A morphism of locales $f:X\to Y$ is called open, if the associated morphism of frames $f^*:\mathcal{O}(Y)\to\mathcal{O}(X)$ has a monotone left adjoint $f_!$ which satisfies the Frobenius condition $f_!(U)\wedge V\leq f_!(U\wedge f^*(V))$ for all $U\in\mathcal{O}(X)$ and $V\in\mathcal{O}(Y)$.

It is easy to see that every continuous $f$ that is open in the topological sense is also open in the localic sense, but the converse is false in general. For example, the maps $1\to\nabla(2)$ and $\mathsf{cofin}(\mathbb{N})\to\mathsf{sobrify}(\mathsf{cofin}(\mathbb{N}))$ are open in the localic, but not in the topological sense, since they're not surjective, but the induced locale-morphisms are iso.
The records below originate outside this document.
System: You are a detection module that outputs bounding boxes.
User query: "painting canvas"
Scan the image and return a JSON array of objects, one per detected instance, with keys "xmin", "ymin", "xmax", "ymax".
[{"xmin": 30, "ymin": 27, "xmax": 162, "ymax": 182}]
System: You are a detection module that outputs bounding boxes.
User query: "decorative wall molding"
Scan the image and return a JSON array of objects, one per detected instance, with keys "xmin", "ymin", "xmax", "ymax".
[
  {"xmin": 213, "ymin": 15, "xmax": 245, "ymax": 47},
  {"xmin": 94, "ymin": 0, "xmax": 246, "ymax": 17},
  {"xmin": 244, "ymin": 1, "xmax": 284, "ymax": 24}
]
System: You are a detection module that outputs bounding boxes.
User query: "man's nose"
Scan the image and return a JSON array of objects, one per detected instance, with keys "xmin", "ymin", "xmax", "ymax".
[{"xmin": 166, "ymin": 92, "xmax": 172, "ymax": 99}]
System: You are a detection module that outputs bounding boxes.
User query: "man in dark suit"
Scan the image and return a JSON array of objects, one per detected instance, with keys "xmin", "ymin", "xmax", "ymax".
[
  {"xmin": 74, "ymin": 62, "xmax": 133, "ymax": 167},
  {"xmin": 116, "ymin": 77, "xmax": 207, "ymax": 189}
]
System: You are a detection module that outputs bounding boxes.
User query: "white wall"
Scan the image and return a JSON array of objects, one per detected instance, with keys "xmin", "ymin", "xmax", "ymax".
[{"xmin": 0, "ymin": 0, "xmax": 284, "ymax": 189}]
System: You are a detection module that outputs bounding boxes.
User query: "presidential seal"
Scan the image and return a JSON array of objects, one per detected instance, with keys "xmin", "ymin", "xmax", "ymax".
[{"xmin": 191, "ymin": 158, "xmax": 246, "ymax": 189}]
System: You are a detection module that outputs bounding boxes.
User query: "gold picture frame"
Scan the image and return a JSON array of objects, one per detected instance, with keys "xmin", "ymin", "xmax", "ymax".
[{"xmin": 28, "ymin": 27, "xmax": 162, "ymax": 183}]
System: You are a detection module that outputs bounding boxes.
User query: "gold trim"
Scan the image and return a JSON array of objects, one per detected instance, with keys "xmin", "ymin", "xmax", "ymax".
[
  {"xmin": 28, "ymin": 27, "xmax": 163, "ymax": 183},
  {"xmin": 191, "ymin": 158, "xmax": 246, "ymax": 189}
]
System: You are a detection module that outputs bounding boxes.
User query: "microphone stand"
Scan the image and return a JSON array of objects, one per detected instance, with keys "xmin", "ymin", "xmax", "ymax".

These two examples involve non-sober spaces, so the natural thing to ask is: Do the two notions coincide for sober spaces? Or more generally, does the canonical functor from locales to spaces preserve open maps?

Or are there other criteria for when the two notions coincide? For example, I think I have convinced myself that continuous maps that are open in the localic sense are open in the topological sense whenever the codomain is $T_1$.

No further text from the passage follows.